On 20 June 2016, three leading human rights advocates were jailed in Turkey. Erol Önderoğlu (Reporters Without Borders) was arrested after appearing in an Istanbul court. Şebnem Korur Fincancı (Turkey Human Rights Foundation) and Ahmet Nesin (journalist and writer) were arrested on the same day. They are being charged with disseminating terrorist propaganda, apparently because they have served as temporary editors-in-chief of Özgür Gündem, a daily newspaper which focuses on the conflict between the government and the PKK.
The Turkish authorities have opened criminal investigations into 37 of the 44 people who protested against a crackdown on Özgür Gündem staff by joining a campaign to serve as one-day guest editors of the paper.
1. Has the Commission raised concerns about the use of anti-terror legislation to arrest journalists and academics, who are not accused of using violence, with the government in Turkey? If not, why not?
2. What consequences have human rights violations and the abuse of anti-terror laws had for EU-Turkey relations since the ‘statement’ on cooperation on migration management?
3. Are there concrete benchmarks for Turkey on issues such as the rule of law, the separation of powers, arbitrary detentions and freedom of speech with regard to the ‘statement’ on migration, and will recent developments impact on the plan to open Chapter 33?
Answer given by Mr Hahn on behalf of the Commission
The Commission is following with concern the situation with regard to freedom of expression and fundamental rights in Turkey. The Commission recalls, among others, the joint statement made on 21 June 2016 by the High Representative/Vice-President Mogherini and Commissioner Hahn on the arrests of Prof. Fincanci and several journalists, including Mr Nesin(1).
The EU raises and defends these positions at all levels including at summits. During the European Council on 17-18 March 2016(2), the EU leaders reiterated that the EU expects Turkey to respect the highest standards when it comes to democracy, rule of law, respect of fundamental freedoms, including freedom of expression. More recently, the EU has expressed serious concerns with regard to the broad application of the legislation on terrorism and organised crime on the occasion of the 124th meeting the EU-Turkey Association Committee of 31 May 2016.
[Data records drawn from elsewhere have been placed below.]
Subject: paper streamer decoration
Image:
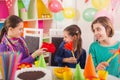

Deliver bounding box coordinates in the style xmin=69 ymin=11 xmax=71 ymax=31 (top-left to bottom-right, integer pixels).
xmin=22 ymin=0 xmax=30 ymax=11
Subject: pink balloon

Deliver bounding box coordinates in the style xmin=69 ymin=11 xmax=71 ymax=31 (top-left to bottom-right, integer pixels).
xmin=48 ymin=0 xmax=62 ymax=13
xmin=95 ymin=10 xmax=114 ymax=23
xmin=111 ymin=0 xmax=119 ymax=11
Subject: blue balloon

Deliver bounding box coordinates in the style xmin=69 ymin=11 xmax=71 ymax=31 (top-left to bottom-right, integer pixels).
xmin=54 ymin=11 xmax=64 ymax=21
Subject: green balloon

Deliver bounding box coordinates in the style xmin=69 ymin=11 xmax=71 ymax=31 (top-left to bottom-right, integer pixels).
xmin=54 ymin=11 xmax=64 ymax=21
xmin=83 ymin=8 xmax=97 ymax=22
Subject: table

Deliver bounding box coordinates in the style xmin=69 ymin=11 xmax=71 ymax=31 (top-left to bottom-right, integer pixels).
xmin=47 ymin=66 xmax=119 ymax=80
xmin=0 ymin=66 xmax=119 ymax=80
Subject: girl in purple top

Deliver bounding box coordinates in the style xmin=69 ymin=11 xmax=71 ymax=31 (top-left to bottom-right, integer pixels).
xmin=0 ymin=15 xmax=46 ymax=63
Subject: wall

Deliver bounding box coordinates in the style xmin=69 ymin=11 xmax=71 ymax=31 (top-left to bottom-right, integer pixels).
xmin=52 ymin=0 xmax=120 ymax=53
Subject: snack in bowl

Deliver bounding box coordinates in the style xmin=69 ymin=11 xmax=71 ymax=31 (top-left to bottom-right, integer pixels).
xmin=53 ymin=67 xmax=72 ymax=79
xmin=17 ymin=63 xmax=32 ymax=70
xmin=15 ymin=67 xmax=52 ymax=80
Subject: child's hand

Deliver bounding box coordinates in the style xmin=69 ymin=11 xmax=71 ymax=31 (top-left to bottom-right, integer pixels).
xmin=96 ymin=62 xmax=109 ymax=71
xmin=63 ymin=57 xmax=77 ymax=63
xmin=31 ymin=48 xmax=47 ymax=58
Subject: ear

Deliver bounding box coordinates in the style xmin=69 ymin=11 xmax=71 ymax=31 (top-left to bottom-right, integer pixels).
xmin=73 ymin=35 xmax=77 ymax=40
xmin=8 ymin=27 xmax=13 ymax=31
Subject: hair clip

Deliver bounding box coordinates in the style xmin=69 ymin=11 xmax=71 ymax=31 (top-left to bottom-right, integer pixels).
xmin=76 ymin=31 xmax=79 ymax=34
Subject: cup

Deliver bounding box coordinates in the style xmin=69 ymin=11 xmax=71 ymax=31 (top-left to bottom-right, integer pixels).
xmin=63 ymin=71 xmax=73 ymax=80
xmin=98 ymin=70 xmax=108 ymax=80
xmin=34 ymin=61 xmax=39 ymax=67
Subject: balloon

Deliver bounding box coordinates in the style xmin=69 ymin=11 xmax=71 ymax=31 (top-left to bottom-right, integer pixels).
xmin=54 ymin=11 xmax=64 ymax=21
xmin=95 ymin=10 xmax=114 ymax=23
xmin=63 ymin=7 xmax=75 ymax=19
xmin=48 ymin=0 xmax=63 ymax=13
xmin=111 ymin=0 xmax=119 ymax=11
xmin=92 ymin=0 xmax=110 ymax=10
xmin=85 ymin=0 xmax=89 ymax=3
xmin=83 ymin=8 xmax=97 ymax=22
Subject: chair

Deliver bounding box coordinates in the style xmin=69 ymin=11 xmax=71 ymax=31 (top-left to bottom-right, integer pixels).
xmin=24 ymin=28 xmax=43 ymax=54
xmin=49 ymin=29 xmax=64 ymax=66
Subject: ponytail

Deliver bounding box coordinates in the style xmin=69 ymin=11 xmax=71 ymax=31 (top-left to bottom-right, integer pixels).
xmin=0 ymin=27 xmax=6 ymax=43
xmin=76 ymin=32 xmax=82 ymax=58
xmin=64 ymin=24 xmax=82 ymax=58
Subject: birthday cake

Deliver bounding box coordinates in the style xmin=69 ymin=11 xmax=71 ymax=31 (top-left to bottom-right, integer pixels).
xmin=14 ymin=67 xmax=52 ymax=80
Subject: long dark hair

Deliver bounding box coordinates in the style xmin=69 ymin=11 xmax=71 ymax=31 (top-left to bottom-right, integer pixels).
xmin=0 ymin=15 xmax=23 ymax=42
xmin=64 ymin=24 xmax=82 ymax=58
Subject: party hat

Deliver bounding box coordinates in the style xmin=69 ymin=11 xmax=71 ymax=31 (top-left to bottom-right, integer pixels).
xmin=22 ymin=0 xmax=30 ymax=11
xmin=84 ymin=54 xmax=97 ymax=78
xmin=74 ymin=64 xmax=85 ymax=80
xmin=38 ymin=55 xmax=46 ymax=68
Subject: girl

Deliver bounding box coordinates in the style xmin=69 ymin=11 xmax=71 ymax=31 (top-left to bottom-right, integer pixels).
xmin=0 ymin=15 xmax=46 ymax=63
xmin=54 ymin=24 xmax=86 ymax=68
xmin=89 ymin=16 xmax=120 ymax=78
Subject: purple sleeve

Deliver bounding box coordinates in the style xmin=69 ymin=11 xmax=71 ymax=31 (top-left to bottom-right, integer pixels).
xmin=0 ymin=43 xmax=35 ymax=64
xmin=20 ymin=55 xmax=35 ymax=63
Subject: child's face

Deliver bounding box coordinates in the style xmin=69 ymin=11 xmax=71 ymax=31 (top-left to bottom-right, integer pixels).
xmin=92 ymin=23 xmax=108 ymax=42
xmin=8 ymin=22 xmax=23 ymax=38
xmin=63 ymin=31 xmax=74 ymax=43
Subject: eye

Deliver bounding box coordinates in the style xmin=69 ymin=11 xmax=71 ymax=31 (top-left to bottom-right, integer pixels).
xmin=97 ymin=27 xmax=101 ymax=31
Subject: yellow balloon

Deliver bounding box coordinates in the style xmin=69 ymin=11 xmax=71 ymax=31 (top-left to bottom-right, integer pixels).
xmin=63 ymin=7 xmax=75 ymax=19
xmin=92 ymin=0 xmax=110 ymax=10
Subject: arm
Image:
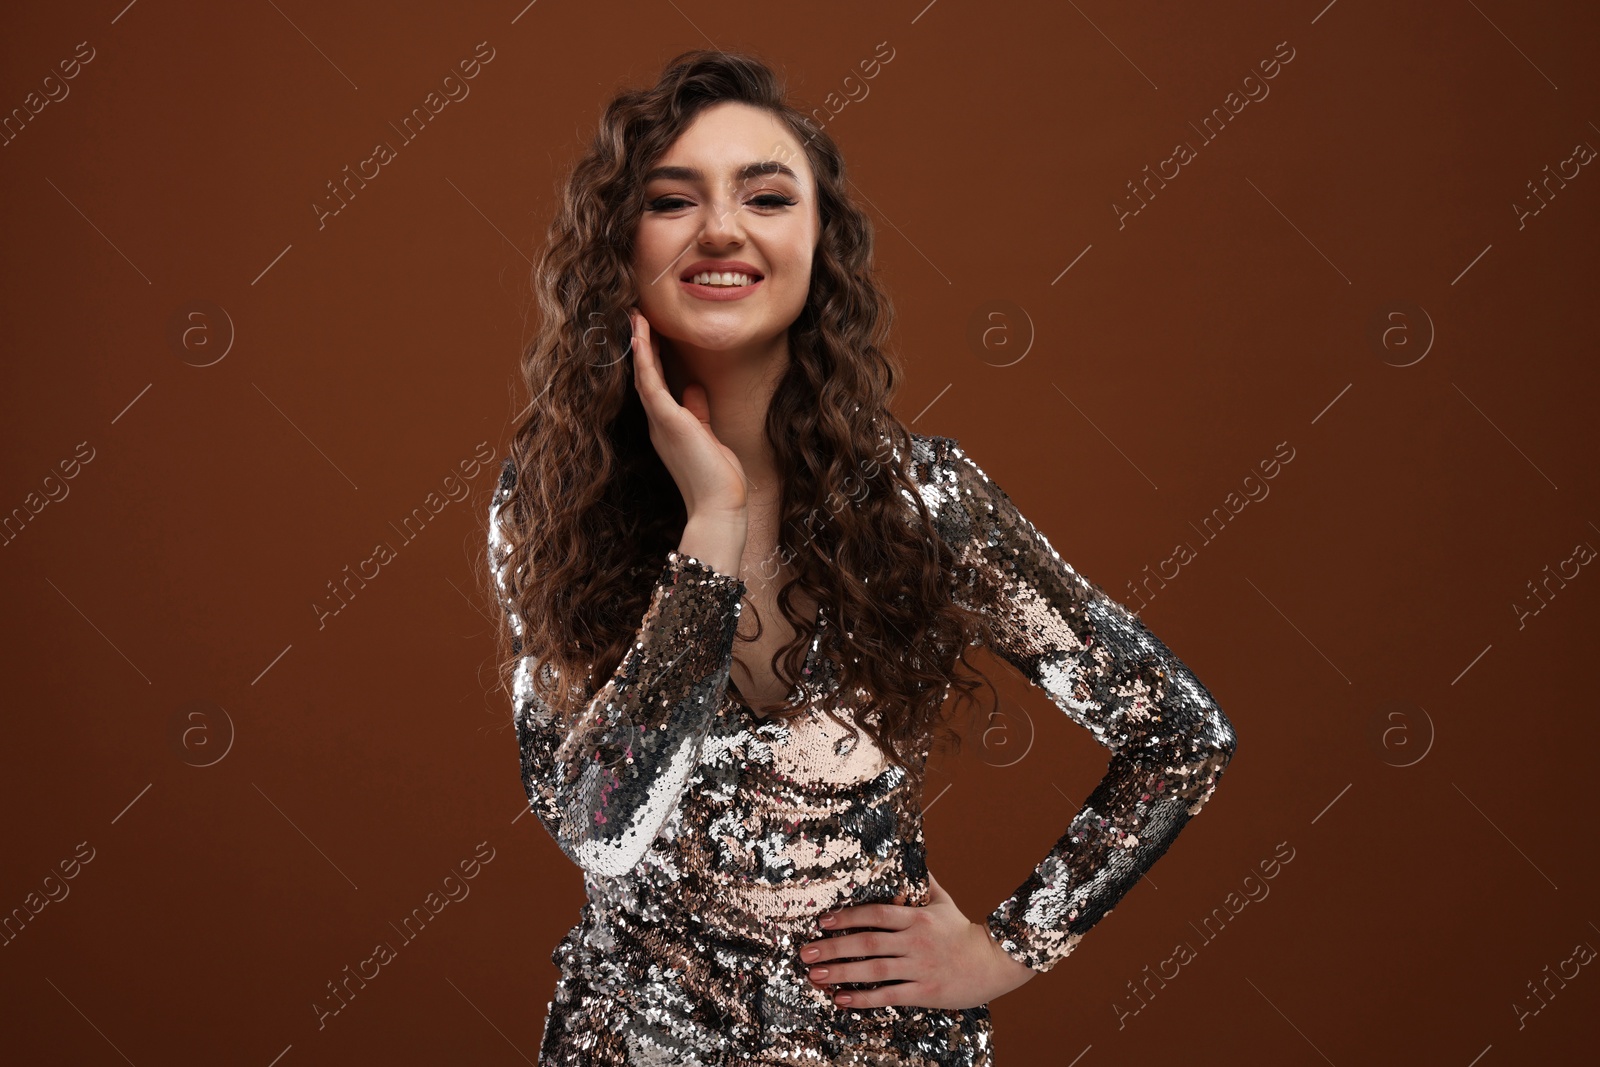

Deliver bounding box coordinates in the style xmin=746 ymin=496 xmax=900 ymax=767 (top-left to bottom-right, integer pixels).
xmin=488 ymin=459 xmax=747 ymax=878
xmin=936 ymin=440 xmax=1238 ymax=973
As outlined in the Third Report on progress by Turkey in fulfilling the requirements of its visa liberalisation roadmap of 4 May 2016(3), as well as in the Second Report on the progress made in the implementation of the EU-Turkey Statement of 15 June 2016(4), Turkey is expected to revise the legislation and practices on terrorism in line with European standards, notably by better aligning the definition of terrorism in order to narrow the scope of the definition and by introducing a criterion of proportionality.